Forty percent of the hospitals had a very low increase in radial use over three years, which was defined as increasing from a baseline of 0.2 percent to a median 1.8 percent by the last quarter of the study period. Another 34.8 percent were ranked as low, with an increase from 0.9 percent to 8.9 percent. The 16.6 percent of hospitals in the moderate bracket increased use from 1.6 percent to 27.2 percent. Only 5 percent of hospitals had a high rate of change, from 1 percent to 45.1 percent.

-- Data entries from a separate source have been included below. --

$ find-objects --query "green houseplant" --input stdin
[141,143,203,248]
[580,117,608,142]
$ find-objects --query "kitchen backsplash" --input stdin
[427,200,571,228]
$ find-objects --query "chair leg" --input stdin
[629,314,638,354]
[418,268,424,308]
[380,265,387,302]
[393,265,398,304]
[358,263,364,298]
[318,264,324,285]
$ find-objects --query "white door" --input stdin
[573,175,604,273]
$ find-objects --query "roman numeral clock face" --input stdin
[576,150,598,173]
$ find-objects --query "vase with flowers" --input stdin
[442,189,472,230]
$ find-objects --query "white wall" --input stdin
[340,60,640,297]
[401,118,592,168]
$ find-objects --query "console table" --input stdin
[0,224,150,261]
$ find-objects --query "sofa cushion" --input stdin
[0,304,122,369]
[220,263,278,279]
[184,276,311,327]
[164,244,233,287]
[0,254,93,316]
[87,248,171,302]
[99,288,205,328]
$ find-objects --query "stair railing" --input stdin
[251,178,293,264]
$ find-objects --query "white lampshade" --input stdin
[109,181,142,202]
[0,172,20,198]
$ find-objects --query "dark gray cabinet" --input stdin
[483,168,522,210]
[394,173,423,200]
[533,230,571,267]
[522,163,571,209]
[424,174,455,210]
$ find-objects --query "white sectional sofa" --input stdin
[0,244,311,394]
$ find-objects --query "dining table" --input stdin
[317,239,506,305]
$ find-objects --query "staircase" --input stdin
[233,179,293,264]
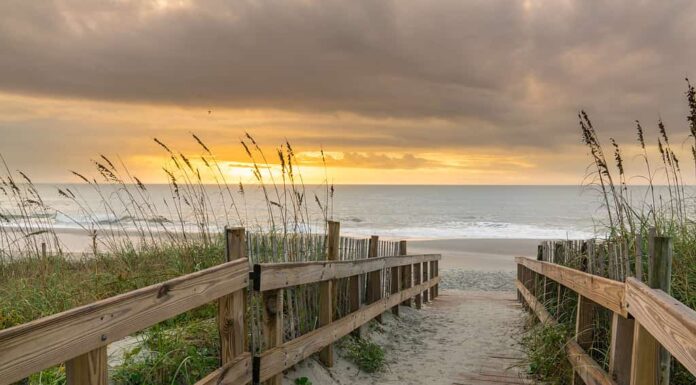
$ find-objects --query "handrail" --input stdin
[0,259,249,383]
[254,277,440,382]
[626,278,696,375]
[515,257,696,383]
[515,257,627,318]
[252,254,441,291]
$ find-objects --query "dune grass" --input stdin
[0,134,333,385]
[525,79,696,385]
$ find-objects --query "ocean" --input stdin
[5,185,603,239]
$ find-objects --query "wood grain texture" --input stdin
[263,290,282,385]
[195,352,252,385]
[65,346,108,385]
[217,228,247,365]
[630,322,660,385]
[626,278,696,375]
[515,257,628,317]
[256,254,442,291]
[609,314,635,385]
[0,260,249,383]
[516,281,616,385]
[259,278,440,381]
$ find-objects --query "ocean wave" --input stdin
[342,222,595,239]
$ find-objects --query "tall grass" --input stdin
[0,134,334,384]
[526,79,696,385]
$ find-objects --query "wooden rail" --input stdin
[251,248,441,384]
[0,222,440,385]
[0,229,251,385]
[516,257,696,385]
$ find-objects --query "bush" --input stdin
[341,337,384,373]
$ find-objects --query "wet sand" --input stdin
[408,239,540,271]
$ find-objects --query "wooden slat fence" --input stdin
[0,222,440,385]
[516,249,696,385]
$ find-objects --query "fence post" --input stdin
[319,221,341,368]
[399,241,413,307]
[367,235,382,323]
[413,255,423,309]
[389,255,403,316]
[218,227,247,365]
[629,234,672,385]
[428,261,436,301]
[263,289,283,385]
[423,256,430,303]
[65,346,108,385]
[433,260,440,299]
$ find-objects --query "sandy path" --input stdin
[285,272,523,385]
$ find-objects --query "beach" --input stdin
[283,239,538,385]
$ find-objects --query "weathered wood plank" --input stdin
[263,288,282,385]
[218,228,247,365]
[319,221,340,368]
[626,278,696,375]
[255,254,441,291]
[195,352,252,385]
[259,277,440,381]
[609,313,635,385]
[515,257,627,317]
[516,281,616,385]
[65,346,108,385]
[0,260,249,383]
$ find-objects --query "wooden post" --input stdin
[218,227,248,365]
[428,261,435,301]
[367,235,382,323]
[433,261,440,298]
[319,221,341,368]
[423,262,430,303]
[413,256,423,309]
[399,241,413,307]
[389,260,402,316]
[609,313,635,385]
[629,236,672,385]
[263,289,282,385]
[65,346,108,385]
[573,294,596,384]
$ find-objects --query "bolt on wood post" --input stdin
[218,227,248,365]
[629,231,672,385]
[263,289,284,385]
[399,241,413,307]
[65,346,108,385]
[367,235,382,323]
[319,221,341,368]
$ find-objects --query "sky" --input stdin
[0,0,696,184]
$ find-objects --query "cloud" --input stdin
[0,0,696,182]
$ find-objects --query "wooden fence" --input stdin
[0,222,440,385]
[516,243,696,385]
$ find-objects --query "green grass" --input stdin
[522,321,572,385]
[341,336,384,373]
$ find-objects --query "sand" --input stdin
[284,240,537,385]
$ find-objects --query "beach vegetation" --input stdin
[341,336,385,373]
[0,134,333,385]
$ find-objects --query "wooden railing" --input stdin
[516,257,696,385]
[0,222,440,385]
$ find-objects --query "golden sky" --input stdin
[0,0,696,184]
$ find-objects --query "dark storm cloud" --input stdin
[0,0,696,146]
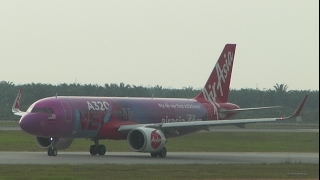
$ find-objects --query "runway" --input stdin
[0,126,319,133]
[0,151,319,165]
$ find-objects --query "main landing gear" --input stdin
[150,147,167,157]
[48,138,58,156]
[48,147,58,156]
[90,139,107,155]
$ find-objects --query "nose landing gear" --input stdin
[48,137,58,156]
[90,139,107,155]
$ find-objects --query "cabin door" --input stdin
[60,101,72,122]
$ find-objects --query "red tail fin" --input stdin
[195,44,236,102]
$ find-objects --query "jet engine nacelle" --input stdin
[36,137,73,149]
[127,127,167,153]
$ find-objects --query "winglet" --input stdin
[277,95,308,120]
[12,89,25,116]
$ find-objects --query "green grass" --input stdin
[0,164,319,180]
[0,130,319,152]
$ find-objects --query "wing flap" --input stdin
[118,95,308,132]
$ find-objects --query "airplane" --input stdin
[12,44,308,157]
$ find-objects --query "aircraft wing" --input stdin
[12,89,26,116]
[220,106,281,113]
[118,95,308,133]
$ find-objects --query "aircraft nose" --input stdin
[19,114,38,134]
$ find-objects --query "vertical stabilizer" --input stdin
[195,44,236,103]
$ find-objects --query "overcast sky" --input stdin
[0,0,319,90]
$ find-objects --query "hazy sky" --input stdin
[0,0,319,90]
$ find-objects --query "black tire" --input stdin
[51,149,58,156]
[47,149,53,156]
[150,152,159,157]
[90,145,98,156]
[159,147,167,157]
[98,145,107,156]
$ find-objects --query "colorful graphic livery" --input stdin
[12,44,307,157]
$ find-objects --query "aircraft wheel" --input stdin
[47,149,53,156]
[90,145,98,156]
[159,147,167,157]
[52,149,58,156]
[98,145,107,155]
[150,152,159,157]
[48,149,58,156]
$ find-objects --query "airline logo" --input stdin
[151,131,161,149]
[202,52,234,102]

Risk-adjusted access site bleeding rates decreased across all groups in the three-year span but the hospitals with moderate and high adoption rates had more dramatic declines compared with hospitals in the very low and low categories. Overall bleeding rates also dropped for all categories but the high and moderate group had a steeper decline.

“Although rates of access site bleeding decreased over time across all categories of hospital change in TRI [transradial PCI] use, the risk-adjusted decrease in access site bleeding was 55% ≥3 years at hospitals with moderate to high increases in TRI use when compared with 35% at hospitals with very low to low TRI use,” Bradley et al wrote. “Analysis of overall bleeding rates demonstrated similar findings.”

Fluoroscopy time increased 1.3 minutes in the moderate and high use hospitals and 0.2 minutes in the very low and low use hospitals. Contrast use decreased for all hospital groups over time. They called the increase in fluoroscopy time modest, likely based on imaging requirements for upper extremities. They pointed out that it was unclear how that increase impacted radiation exposure and possible risks to patients.

“Our findings suggest that facilities changing to greater use of TRI are associated with larger reductions in periprocedural bleeding than facilities that have not adopted a radial approach,” they proposed.

The study was published online June 4 in Circulation: Cardiovascular Quality and Outcomes.